According to the national estimate, 3.9 million dogs are picked up by U.S. shelters annually. Of that 3.9 million, 1.2 million dogs are euthanized simply because shelters don’t have the space to house them or the ability to provide for them. In other words, over a million dogs are killed every year because we humans do not have the capacity to care for the dogs that we left on the streets and the dogs that we bred with the best intentions.

California has recently taken the first step towards change by passing a law requiring all pet stores to sell only rescued animals, and there’s plenty of them in supply.

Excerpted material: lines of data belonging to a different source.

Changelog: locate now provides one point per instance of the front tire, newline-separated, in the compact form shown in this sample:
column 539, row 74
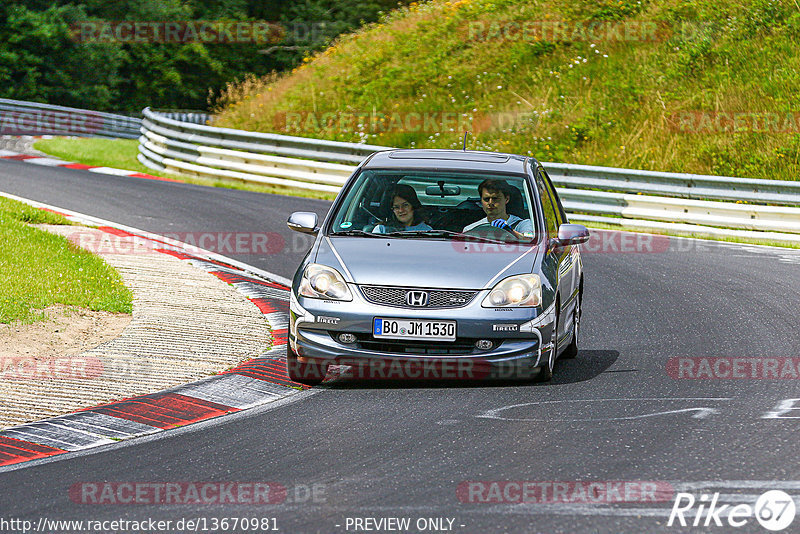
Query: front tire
column 308, row 373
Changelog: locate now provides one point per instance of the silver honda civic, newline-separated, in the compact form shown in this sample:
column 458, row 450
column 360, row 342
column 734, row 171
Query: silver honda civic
column 437, row 264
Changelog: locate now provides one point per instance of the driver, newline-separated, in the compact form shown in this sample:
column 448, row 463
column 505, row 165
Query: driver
column 494, row 198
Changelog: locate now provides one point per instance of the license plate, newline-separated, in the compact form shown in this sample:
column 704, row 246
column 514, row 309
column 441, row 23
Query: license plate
column 413, row 329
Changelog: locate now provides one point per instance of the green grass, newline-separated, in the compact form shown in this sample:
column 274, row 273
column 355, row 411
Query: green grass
column 39, row 269
column 612, row 102
column 121, row 154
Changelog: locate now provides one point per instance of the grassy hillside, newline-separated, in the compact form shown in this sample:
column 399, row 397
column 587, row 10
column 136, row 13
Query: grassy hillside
column 638, row 84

This law is exciting because it means we actually might start to prioritize the rescue animals we already owe a debt to over the people who run irresponsible puppy mills. But people still need to change their way of thinking on a large scale in order for the euthanasia rate to drop.

People need to adopt. If you’re looking for a friend, for someone to love, then the dog on death row is the one who really needs you, and the one that might have the most to offer.

Rescue dogs offer a love unlike any other love found on this planet. I’ve had three rescue dogs in my lifetime and their companionship has been the greatest joy in my life to date. I’ve also had two purebreds, and while I can’t say that I loved one dog more than the other, I did get different things out of each relationship.

My purebreds, my first dogs, taught me how to fall in love with an animal. Their love was sweet and loyal. My last three rescues taught me how to apologize to an animal. I saw and still see the scars they carry that were inflicted by human neglect. They’re love is earned, not automatic, not bred, and at the beginning it’s not always sweet or loyal. But it is deep. And it is powerful. And it is the strongest love I have ever felt.

Trust me when I say rescues know how to appreciate belly rubs and long head scratches. They devour any love you can give. Re-adjusting them to a normal life can be trying, and it takes patience, but after what most rescue animals go through, they deserve a human willing to do right by them.

It depends on their previous situation, but most rescue dogs understand pain: emotional as well as physical. They often know what it feels like to be hated, and I believe it was this understanding that allowed my first rescue to be so perceptive to the pain of those around him.

If you were angry, he was the first to follow you to your room and scratch at your closed door. If you were crying he was the first to lie with you and lick your tears. He was also the first to growl at you if you tried to move him from the couch. He didn’t just want our love, he needed it. And he changed my life.

I will never buy another dog or animal again. I will forever rescue. They have so much to teach us, and they deserve for humans to make room for them.